Per più di dieci anni prigionieri nemici cinesi e stranieri vennero utilizzati in esperimenti effettuati con i germi della peste bubbonica, della tubercolosi, dell’antrace, del colera e molti altri, con cui venivano messi a contatto tramite iniezione, ingerimento o impianto su ferite. La vasta disponibilità di soggetti permise ai ricercatori di effettuare ulteriori test di resistenza al calore, alla disidratazione, all’impiccagione a testa in giù, all’elettroshock, all’amputazione e al congelamento.

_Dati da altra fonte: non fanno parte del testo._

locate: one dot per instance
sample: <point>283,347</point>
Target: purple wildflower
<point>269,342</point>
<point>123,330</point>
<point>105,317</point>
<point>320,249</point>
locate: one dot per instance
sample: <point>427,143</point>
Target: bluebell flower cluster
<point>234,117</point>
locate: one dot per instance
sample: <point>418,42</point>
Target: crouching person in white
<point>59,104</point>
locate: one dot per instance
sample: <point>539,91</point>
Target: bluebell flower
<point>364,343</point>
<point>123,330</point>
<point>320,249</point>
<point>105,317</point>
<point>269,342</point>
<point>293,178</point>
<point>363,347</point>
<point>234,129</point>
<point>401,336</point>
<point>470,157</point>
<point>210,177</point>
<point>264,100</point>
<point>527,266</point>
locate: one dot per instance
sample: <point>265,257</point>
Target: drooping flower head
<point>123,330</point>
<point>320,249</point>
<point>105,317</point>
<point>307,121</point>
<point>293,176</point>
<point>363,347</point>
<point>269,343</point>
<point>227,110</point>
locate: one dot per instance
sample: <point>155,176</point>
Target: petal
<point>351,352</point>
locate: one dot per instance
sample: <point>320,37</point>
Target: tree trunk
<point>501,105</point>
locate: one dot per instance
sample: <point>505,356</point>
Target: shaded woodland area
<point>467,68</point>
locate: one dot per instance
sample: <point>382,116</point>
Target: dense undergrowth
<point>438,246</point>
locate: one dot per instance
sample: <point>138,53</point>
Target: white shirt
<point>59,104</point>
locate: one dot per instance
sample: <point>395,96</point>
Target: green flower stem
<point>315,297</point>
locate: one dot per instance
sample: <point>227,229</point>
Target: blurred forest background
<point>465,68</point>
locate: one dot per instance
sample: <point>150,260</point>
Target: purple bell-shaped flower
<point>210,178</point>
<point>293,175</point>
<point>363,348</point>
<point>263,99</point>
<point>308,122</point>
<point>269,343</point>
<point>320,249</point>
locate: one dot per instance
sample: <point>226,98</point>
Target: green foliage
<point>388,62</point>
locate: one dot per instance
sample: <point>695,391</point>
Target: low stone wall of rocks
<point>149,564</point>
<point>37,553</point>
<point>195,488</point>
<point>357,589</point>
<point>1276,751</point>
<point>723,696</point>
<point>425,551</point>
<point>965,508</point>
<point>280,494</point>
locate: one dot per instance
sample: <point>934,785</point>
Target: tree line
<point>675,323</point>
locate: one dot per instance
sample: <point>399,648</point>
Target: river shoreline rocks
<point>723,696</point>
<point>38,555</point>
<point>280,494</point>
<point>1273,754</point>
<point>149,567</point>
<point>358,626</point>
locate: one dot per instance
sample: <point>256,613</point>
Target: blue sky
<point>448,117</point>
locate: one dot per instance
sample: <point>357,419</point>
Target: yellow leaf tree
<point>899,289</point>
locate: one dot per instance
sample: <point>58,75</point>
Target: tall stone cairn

Muovendosi tra le esibizioni fotografiche, le descrizioni del museo e i resti degli edifici (fatti saltare dai giapponesi prima della ritirata del ’45) la mente di un occidentale va inesorabilmente a frugare tra gli archivi della memoria dedicati ai campi di sterminio nazisti. Il crudele pragmatismo degli inceneritori per le salme e l’impietosa efficienza degli impianti per l’erogazione di energia o delle camere per l’allevamento delle cavie animali, ricordano le strutture dei campi di Dachau o Aushwitz.

La Base non è soltanto uno strumento per ricordare gli errori del passato ma si collega al tema attualissimo delle manifestazioni studentesche contro l’atteggiamento revisionista del governo giapponese. Nelle sale del museo le didascalie delle foto e le descrizioni contengono spesso delle frecciate velenose all’indirizzo del governo giapponese.

Nelle piazze di Pechino migliaia di cinesi si sono recentemente uniti per protestare – anche violentemente – contro la decisione del Ministero dell’Istruzione giapponese di emendare i capitoli dei libri scolastici dedicati agli orrori dell’occupazione del continente asiatico. Tra i bersagli delle dimostrazioni vi erano anche le frequenti visite ufficiali di membri del governo giapponese alle tombe di noti criminali di guerra.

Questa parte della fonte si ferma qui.